Mario Luigi Ciappi
Mario Luigi Ciappi | ||||
---|---|---|---|---|
Kardinaal van de Rooms-Katholieke Kerk | ||||
Rang | kardinaal-priester | |||
Ambt | Meester van het Heilig Paleis | |||
Titeldiakonie | Nostra Signora del Sacro Cuore (1977-1987) | |||
Titelkerk | Sacro Cuore di Gesù agonizzante a Vitinia (1987-1996) | |||
Creatie | ||||
Gecreëerd door | paus Paulus VI | |||
Consistorie | 27 juni 1977 | |||
|
Mario Luigi Ciappi O.P. (Florence, 6 oktober 1909 – Rome, 23 april 1996) was een Italiaans geestelijke en kardinaal van de Rooms-Katholieke Kerk.
Ciappi doorliep het seminarie van Lucca en trad vervolgens toe tot de Dominicanen in het klooster van Santa Maria della Quercia' (Maria van de Eik) in Viterbo. Hij studeerde in het convent van San Domenico in Pistoia en aan het Angelicum in Rome, waar hij in 1933 promoveerde tot doctor in de theologie. Hij werd op 26 maart 1932 tot priester gewijd.
Hij studeerde verder aan de Katholieke Universiteit Leuven en aan de Universiteit van Freiburg. Vervolgens doceerde Ciappi aan het Angelicum, waar hij tussen 1935 en 1955 decaan was van de theologische faculteit. In 1955 benoemde paus Pius XII hem tot Meester van het Heilig Paleis, een functie die sinds 1968 wordt aangeduid als Huistheoloog van de Paus. In deze hoedanigheid adviseerde hij onder meer paus Paulus VI bij het schrijven van diens encycliek Humanae Vitae.

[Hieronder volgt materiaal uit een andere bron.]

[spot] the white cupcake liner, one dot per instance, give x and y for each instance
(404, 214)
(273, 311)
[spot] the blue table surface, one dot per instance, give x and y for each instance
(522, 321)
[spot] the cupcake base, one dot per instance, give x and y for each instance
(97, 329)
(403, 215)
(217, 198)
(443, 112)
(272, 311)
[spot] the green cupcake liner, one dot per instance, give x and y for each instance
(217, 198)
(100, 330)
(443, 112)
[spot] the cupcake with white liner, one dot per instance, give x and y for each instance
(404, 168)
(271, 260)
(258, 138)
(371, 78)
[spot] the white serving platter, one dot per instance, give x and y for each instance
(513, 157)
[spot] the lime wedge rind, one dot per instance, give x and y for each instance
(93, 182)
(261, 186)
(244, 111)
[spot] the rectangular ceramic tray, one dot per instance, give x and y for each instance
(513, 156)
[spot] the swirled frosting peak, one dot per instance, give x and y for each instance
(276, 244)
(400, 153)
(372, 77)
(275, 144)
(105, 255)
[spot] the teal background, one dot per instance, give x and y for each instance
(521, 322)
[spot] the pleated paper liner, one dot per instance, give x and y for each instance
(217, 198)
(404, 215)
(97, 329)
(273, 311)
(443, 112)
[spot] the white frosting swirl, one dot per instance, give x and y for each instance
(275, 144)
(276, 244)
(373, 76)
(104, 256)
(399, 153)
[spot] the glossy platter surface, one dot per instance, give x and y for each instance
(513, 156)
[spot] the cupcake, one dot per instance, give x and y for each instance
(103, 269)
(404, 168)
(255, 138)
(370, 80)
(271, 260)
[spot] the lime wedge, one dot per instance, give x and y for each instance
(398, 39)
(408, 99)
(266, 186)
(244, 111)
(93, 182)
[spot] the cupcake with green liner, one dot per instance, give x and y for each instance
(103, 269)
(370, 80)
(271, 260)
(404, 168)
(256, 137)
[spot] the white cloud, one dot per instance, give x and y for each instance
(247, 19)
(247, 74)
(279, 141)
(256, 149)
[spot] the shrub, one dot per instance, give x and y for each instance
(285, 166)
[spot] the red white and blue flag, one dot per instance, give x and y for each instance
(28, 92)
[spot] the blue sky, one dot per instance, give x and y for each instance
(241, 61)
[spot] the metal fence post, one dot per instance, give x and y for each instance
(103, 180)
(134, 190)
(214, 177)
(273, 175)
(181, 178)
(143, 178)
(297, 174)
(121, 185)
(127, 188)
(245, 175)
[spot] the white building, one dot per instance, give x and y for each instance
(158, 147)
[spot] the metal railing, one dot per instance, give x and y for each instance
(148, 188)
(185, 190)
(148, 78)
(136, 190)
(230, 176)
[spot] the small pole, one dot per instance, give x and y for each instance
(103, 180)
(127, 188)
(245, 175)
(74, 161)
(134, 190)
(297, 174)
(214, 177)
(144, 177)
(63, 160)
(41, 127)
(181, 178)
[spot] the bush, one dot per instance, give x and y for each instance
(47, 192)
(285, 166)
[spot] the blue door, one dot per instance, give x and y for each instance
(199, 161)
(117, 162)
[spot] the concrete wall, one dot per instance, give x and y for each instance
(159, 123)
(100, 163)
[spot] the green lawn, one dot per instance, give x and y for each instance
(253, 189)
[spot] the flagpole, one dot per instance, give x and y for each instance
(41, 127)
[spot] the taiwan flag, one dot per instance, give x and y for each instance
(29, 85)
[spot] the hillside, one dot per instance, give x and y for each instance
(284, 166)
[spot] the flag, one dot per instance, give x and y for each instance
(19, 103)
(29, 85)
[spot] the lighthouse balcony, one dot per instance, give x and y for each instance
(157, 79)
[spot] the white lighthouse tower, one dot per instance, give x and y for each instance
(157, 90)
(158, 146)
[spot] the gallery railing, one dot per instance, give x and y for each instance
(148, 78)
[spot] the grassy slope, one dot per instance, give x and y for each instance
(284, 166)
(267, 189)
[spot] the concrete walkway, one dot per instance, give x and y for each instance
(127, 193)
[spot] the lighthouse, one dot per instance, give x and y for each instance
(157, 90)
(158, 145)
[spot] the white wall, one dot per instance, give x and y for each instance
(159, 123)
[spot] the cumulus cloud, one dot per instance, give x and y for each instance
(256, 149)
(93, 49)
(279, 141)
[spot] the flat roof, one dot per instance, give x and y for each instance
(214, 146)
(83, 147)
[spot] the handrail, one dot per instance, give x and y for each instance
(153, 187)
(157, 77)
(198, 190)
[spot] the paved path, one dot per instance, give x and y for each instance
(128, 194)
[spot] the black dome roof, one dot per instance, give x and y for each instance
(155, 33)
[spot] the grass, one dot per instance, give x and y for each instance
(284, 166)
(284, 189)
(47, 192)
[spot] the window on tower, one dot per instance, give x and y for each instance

Op 10 juni werd Ciappi, vooruitlopend op zijn verheffing tot kardinaal, benoemd tot titulair bisschop van Misenum. Tijdens het consistorie van 27 juni 1977 nam Paulus VI hem - tegelijkertijd met Joseph Ratzinger - als kardinaal-diaken op in het College van Kardinalen. De Nostra Signora del Sacro Cuore werd zijn titelkerk. Kardinaal Ciappi nam deel aan de conclaven van augustus en oktober 1978, die leidden tot de verkiezing van respectievelijk Johannes Paulus I en Johannes Paulus II. In 1987 verkoos hij kardinaal-priester te worden van de Sacro Cuore di Gesù agonizzante a Vitinia. Hij overleed op 87-jarige leeftijd in Rome, en werd begraven op de Begraafplaats van Verano.